Paterson was part of the Harlem "Gang of Four" that included Rangel, former Mayor David Dinkins, and politician-turned-businessman Percy Sutton, who died in 2009.

"I don't know whether most people know that, but we were just four friends with similar backgrounds and certainly, dedicated public service," Rangel said.

Paterson is survived by his wife and two children, including former Governor David Paterson.

Former Assemblyman Adam Clayton Powell IV is the son of former Harlem Rep. Adam Clayton Powell Jr. He said Basil Paterson came to see his father in 1970 when Powell was locked in a bitter Democratic primary with Rangel, who was running for the first time.

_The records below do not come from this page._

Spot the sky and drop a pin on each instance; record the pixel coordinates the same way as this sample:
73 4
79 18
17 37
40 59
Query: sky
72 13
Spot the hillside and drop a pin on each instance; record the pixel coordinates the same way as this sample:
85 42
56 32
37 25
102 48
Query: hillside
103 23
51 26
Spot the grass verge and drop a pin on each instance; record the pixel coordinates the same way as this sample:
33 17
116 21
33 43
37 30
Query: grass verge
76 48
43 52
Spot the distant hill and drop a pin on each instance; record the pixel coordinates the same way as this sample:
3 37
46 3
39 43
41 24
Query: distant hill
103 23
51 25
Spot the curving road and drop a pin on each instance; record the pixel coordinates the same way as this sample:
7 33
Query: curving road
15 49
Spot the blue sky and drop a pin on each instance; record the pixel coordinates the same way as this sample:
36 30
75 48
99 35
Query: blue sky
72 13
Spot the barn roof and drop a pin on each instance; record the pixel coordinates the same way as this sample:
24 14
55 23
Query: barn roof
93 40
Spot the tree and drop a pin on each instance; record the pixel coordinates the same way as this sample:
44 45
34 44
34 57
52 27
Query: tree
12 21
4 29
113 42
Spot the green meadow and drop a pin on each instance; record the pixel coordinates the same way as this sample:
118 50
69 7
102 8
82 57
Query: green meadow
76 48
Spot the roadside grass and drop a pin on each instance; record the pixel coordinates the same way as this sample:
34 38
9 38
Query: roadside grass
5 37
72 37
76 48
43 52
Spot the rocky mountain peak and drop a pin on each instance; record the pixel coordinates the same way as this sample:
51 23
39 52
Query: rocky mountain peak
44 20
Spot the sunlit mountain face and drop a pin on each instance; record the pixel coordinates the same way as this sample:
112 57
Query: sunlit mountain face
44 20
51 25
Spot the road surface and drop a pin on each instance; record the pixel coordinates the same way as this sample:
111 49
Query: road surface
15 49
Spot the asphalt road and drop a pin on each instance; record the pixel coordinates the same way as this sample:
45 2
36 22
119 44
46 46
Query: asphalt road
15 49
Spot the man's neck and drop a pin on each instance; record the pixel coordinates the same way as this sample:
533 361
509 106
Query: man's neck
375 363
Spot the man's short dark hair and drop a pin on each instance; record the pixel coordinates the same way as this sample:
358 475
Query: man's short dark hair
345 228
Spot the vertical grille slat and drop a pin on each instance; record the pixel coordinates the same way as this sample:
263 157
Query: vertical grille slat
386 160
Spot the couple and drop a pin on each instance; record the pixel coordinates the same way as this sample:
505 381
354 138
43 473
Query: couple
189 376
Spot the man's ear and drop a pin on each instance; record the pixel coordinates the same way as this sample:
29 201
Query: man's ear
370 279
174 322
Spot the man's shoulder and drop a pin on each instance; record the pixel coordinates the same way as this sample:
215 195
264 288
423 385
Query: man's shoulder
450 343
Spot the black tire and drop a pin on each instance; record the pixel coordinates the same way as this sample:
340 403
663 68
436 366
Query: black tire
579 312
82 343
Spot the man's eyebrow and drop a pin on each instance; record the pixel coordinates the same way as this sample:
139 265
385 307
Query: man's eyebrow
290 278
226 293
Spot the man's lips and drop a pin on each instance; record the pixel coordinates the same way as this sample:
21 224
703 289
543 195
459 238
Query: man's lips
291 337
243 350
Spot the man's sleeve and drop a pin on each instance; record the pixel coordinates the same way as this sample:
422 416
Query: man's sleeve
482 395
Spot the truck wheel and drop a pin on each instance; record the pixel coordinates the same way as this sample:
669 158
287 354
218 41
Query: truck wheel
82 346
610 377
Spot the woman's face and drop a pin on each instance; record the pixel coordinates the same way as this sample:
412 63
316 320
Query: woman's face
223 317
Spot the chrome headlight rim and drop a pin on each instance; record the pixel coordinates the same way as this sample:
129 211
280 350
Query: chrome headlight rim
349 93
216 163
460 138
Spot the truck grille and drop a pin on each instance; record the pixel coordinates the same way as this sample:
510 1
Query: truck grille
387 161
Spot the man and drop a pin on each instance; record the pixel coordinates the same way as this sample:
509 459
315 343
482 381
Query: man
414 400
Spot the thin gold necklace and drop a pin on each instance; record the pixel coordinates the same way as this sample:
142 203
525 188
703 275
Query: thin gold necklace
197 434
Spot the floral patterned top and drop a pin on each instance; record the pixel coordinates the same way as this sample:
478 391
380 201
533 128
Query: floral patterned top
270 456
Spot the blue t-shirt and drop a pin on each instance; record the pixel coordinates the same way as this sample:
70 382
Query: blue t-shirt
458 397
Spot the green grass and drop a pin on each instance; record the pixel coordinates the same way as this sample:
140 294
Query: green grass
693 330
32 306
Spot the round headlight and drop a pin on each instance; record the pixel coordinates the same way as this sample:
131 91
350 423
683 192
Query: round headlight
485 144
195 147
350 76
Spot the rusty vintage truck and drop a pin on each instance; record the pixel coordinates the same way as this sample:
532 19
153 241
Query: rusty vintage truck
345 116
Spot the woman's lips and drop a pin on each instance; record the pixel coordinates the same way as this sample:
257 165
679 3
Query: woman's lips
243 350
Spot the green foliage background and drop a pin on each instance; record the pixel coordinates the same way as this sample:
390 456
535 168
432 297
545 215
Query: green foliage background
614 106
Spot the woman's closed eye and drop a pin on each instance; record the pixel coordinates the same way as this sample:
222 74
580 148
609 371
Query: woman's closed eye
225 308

"And Basil said, 'Adam, I want to be with you. None of those guys helped me when I was running,'" Powell IV said. "And my dad said, 'Listen, I have cancer. I don't have much of a political future, but you do. Go ahead and support Charlie Rangel.'"

Rangel won that race and went on to form the close political alliance with Paterson, Sutton and Dinkins.

"Basil ran for the Senate in 1965, and I ran for the Assembly in '65. We were on opposite tickets," Dinkins said.

In a statement, Mayor Bill de Blasio said, "New York City has lost a progressive giant who committed his life to lifting up others. Like so many in this city, I often sought Basil's advice."